Movies by Richard Leacock
Lambert & Co.
Jazz vocalist Dave Lambert auditions a new group of singers at RCA Studios in 1964.

Two American Audiences: La Chinoise - A Film in the Making
Jean-Luc Godard visits NYU in order to discuss his latest feature "La chinoise" with graduate students on filmmaking and politics.

Chiefs
Filmed at the October 1968 meeting in Hawaii of several hundred police chiefs of the International Association of Chiefs of Police as they watch demonstrations of gruesome anti-riot weapons, sing patriotic songs, and defend their policies in front of the camera.

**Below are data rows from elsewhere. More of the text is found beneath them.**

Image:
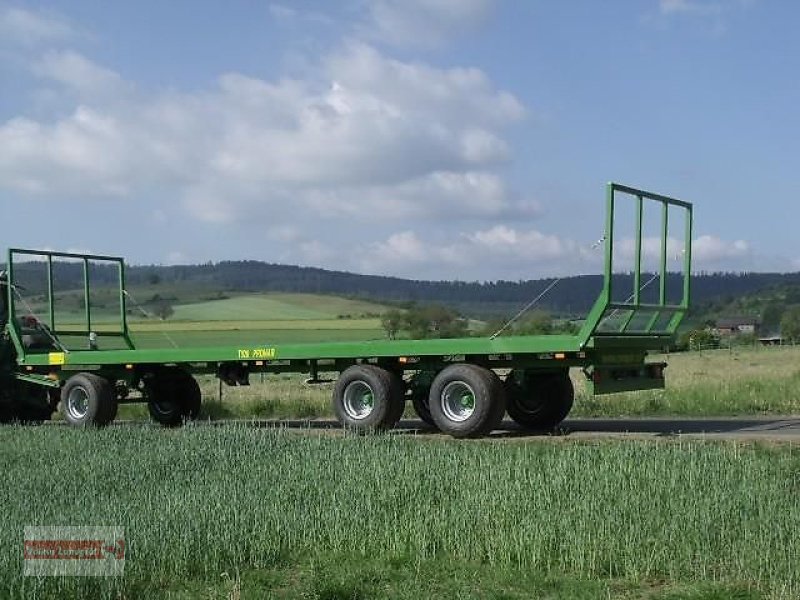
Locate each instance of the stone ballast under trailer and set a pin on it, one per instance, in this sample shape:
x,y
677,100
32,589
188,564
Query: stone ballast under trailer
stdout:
x,y
463,387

Although filmed with the permission of the chiefs, the view is unsympathetic, sometimes funny, and more often frightening.
Frames of Reference
An educational physics film utilizing a fascinating set consisting of a rotating table and furniture occupying surprisingly unpredictable spots within the viewing area, Leacock’s Frames of Reference (1960), features fine cinematography by Abraham Morochnik, and funny narration by University of Toronto professors Donald Ivey and Patterson Hume, in a wonderful example of the fun a creative team of filmmakers can have with a subject other, less imaginative types might find pedestrian.

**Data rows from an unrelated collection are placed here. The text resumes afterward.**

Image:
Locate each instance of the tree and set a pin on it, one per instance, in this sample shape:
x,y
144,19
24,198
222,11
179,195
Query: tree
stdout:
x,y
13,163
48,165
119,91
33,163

Adventures on the New Frontier
A look at the daily business of U.S. President John F. Kennedy, with a focus on some of the political issues he faces six weeks into his term. Preserved by the Academy Film Archive in 2007.
Centerbeam
Film produced and directed by Ricky Leacock, Edward Pincus, and MIT Center for Advanced Visual Studies documenting the Centerbeam kinetic sculpture project and its first installation at documenta 6 in Kassel, Germany in 1977
Rebuilding an Old Japanese House
Five Japanese carpenters came to Boston that summer to reconstruct a Kyoto silkweaver's 150 year old townhouse that had been packed in crates and shipped to Boston Children's Museum. This first-hand observation of traditional tools and woodworking techniques chronicles the assembly process. In the progress of construction the contractor performed three Shinto housebuilding ceremonies.